Geen voorrang verleend
De rechtbank stelt vast dat er op 29 maart 2022 rond 00.40 uur op de Rozengracht in Amsterdam een verkeersongeval heeft plaatsgevonden tussen de personenauto bestuurd door verdachte en een bromfiets, met daarop als bestuurder [slachtoffer 2] en als passagier [slachtoffer 1] . De betrokkenen reden over de rijbaan komende uit de richting van de Prinsengracht en gaande in de richting van de Lijnbaansgracht/de Marnixstraat. Aan de rechterzijde van de rijbaan bevindt zich een fietspad met daarnaast fileparkeervakken, en aan de linkerkant van de rijbaan bevindt zich een trambaan, gescheiden door een streep. Verdachte heeft zijn auto ter hoogte van nummer 44 aan de rechterzijde van de rijbaan tot stilstand gebracht en is vervolgens met zijn auto links de rijbaan opgereden. Hierbij is de bromfiets, die in dezelfde richting reed en verdachte links wilde passeren, tegen de auto aangebotst en zijn de bestuurder en de passagier ten val gekomen.

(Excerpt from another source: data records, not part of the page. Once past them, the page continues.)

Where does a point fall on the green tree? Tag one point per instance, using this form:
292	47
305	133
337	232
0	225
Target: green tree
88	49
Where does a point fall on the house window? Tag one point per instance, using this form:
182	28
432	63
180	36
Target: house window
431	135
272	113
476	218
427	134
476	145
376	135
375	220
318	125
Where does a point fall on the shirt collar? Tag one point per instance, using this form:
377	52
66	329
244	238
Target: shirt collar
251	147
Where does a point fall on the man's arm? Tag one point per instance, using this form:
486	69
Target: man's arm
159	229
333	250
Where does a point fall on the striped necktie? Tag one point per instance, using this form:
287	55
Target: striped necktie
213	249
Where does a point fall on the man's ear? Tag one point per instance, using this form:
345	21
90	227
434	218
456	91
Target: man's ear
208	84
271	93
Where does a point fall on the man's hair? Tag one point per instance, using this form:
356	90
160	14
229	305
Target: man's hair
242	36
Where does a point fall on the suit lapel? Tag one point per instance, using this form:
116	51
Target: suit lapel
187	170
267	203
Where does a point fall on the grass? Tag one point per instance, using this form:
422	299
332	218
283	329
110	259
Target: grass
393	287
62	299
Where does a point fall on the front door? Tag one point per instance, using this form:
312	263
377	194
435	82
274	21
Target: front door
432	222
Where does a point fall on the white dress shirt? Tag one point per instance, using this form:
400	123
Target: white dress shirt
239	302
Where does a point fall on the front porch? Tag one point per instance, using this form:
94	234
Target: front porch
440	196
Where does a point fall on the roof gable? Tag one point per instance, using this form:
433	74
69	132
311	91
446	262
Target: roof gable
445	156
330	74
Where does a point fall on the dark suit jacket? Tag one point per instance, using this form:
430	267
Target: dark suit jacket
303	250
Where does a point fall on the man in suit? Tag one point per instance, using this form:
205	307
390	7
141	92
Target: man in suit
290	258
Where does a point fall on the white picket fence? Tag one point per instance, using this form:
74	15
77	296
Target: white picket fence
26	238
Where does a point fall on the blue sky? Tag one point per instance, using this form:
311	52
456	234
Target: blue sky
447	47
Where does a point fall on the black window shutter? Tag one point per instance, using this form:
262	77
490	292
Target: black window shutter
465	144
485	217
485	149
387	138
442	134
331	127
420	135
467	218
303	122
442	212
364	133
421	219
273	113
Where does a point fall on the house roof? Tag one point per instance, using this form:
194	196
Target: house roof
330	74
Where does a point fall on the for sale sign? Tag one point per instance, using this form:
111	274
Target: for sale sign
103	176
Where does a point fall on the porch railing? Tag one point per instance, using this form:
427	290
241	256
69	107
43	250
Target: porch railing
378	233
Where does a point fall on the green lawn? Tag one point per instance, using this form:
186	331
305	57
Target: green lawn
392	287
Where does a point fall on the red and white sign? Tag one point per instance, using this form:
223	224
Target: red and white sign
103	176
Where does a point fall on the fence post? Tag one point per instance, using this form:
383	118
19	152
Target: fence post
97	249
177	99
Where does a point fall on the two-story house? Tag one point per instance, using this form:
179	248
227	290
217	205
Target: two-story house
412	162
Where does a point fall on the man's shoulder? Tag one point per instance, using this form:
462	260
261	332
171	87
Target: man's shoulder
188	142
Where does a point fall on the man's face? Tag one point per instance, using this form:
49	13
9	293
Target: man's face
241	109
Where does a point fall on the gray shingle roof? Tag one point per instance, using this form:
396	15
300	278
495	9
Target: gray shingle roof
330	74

Verdachte heeft zeer kort na het ongeval aan de ter plaatse gekomen verbalisant verklaard: “Ik stond hier stil op de weg. Ik wilde een U-bocht maken. Ik zag hem niet in mijn dode hoek. Het is mijn fout”. In zijn verhoor op 30 juni 2022 heeft verdachte verklaard dat hij vanuit stilstand de weg op reed, rechtdoor wilde rijden en niet wilde keren. Hij heeft geen voorrang verleend omdat hij de scooter niet heeft gezien. Hij heeft wel gekeken. Ter zitting heeft hij verklaard dat hij even – deels op een parkeervlak – stilstond en zijn auto weer een klein stukje de weg opdraaide zodat hij weer rechtdoor kon rijden. Op het moment van de botsing stond hij op de rijbaan, parallel aan de trambaan. Hij heeft zijn auto na het ongeval niet verplaatst. Hij wilde wel keren, maar niet op de plek van het ongeval maar pas een eindje verderop. Hij ontkent dat het ongeval heeft plaatsgevonden doordat hij op de plaats van het ongeval de weg op draaide om te gaan keren.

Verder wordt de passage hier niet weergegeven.